Daha önce dinlenen tanıkların çelişkili beyanlarına dikkat çeken Sebahat, “Bir tanık yorum yapıyor. Ona müdahale etmiyorsunuz ama duruma itiraz eden bize müdahale ediyorsunuz. Tanık Sami Baran, ifadesinde kadınlar için ‘Hepsi KJA’da çalışıyor. Kadınların çalışmasını bilemem. Aralarına kimseyi almıyorlar’ şeklinde konuştu. Buradaki kadınlar bunu reddetmiyor ki.
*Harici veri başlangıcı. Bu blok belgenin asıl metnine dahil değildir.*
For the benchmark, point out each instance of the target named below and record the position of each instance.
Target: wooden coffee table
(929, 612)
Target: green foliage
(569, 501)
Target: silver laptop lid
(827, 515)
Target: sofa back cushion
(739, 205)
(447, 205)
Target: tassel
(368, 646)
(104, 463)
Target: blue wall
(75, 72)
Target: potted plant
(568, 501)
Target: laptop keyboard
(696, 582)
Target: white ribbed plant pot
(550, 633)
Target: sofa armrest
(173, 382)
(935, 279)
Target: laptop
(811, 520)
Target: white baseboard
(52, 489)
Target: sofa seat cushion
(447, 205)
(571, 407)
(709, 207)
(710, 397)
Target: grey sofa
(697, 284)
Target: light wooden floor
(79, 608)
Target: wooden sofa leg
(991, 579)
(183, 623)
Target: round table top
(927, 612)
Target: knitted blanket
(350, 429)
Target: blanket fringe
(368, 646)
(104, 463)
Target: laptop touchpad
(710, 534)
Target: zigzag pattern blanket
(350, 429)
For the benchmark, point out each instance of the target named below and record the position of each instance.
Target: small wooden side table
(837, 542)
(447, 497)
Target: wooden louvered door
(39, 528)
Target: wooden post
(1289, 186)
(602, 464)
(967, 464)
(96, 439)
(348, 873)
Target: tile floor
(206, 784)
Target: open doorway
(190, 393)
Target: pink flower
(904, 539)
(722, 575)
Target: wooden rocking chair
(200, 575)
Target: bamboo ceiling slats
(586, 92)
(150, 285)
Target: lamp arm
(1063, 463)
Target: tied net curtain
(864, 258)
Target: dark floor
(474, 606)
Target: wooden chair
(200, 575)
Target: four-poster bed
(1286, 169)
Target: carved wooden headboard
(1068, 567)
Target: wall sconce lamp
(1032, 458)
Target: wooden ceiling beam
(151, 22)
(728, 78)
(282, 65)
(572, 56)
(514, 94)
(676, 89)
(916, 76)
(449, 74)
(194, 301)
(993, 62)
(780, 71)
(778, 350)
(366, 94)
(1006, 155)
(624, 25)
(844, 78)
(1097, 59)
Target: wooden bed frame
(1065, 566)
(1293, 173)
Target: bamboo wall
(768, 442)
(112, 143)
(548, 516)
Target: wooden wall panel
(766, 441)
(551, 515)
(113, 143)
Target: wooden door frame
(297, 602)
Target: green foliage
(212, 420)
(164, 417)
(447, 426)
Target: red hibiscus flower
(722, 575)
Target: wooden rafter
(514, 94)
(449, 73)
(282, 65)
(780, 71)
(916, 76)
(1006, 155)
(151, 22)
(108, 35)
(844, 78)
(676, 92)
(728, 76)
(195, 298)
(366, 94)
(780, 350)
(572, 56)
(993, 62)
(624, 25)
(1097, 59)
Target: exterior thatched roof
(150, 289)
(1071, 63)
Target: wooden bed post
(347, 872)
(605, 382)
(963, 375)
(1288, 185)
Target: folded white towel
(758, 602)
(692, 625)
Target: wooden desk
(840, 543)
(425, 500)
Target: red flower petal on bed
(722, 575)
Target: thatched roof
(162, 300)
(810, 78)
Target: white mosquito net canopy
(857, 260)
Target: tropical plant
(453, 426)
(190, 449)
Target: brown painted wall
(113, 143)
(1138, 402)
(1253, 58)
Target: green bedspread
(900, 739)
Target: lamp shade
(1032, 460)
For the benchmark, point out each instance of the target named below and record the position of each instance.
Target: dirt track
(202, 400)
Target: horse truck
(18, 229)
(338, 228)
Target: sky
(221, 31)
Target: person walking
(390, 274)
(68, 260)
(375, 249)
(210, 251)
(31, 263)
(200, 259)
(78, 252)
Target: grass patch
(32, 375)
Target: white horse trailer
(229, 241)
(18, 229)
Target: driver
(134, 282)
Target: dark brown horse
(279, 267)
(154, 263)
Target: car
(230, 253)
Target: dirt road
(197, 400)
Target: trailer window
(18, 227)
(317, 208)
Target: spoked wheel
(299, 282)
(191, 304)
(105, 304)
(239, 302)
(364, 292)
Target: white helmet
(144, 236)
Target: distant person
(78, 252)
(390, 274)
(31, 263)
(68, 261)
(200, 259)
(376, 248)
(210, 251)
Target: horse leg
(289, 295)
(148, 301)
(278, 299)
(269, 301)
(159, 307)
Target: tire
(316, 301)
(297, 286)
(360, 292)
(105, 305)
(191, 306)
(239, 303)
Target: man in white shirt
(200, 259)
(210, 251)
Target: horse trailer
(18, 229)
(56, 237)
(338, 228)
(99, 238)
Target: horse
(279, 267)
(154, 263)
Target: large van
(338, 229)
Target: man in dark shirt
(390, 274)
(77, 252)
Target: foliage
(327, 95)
Ancak mahkeme heyeti Baran’ın duruşma salonunda verdiği ifadeyi kabul etmeyip Emniyet’teki yazılı ifadesini esas aldınız. Yanında avukat bile yokmuş. Tanıklar, kadın arkadaşlar hakkında çok rahat ifade veriyorlar. Mahkeme heyeti de legal ve illegal çalışmaların ayrımını yapmıyor. Aynılaştırıyor” diye aktardı.
 
Mahkeme heyetinin tanıkları yönlendirdiği vurgusunu yineleyen Sebahat, tanık ifadelerinin hiçbirini kabul etmediğini belirtti
 
HDP’ye bakanlık tartışmaları
 
HDP’ye “bakanlık verme” tartışmalarına dikkat çeken Sebahat, “HDP bakanlık mı istiyor? HDP barış ve demokrasi istiyor. HDP kazandığı her şeyi mücadeleyle kazandı. Bu ülkede 30-40 milyon halkı 6 milyon oy ile sınırlandırıyorlar. Milyonlarca insan devletin ayrımcı politikaları ile karşı karşıya. Kürt sorunu çözümü olmadan bu ülkede demokratikleşme olmaz. HDP, Emek ve Özgürlük bloğuyla Türkiye demokrasisinin inşasını konuşuyor. Sayın Öcalan’ın Kürt sorununun çözümünde muhatap olduğunu düşünüyoruz. Milyonlarca insan Öcalan için Avrupa Konseyi’ne imza verdi” sözlerini kullandı.
 
Duruşmaya 14.00’e kadar ara verildi.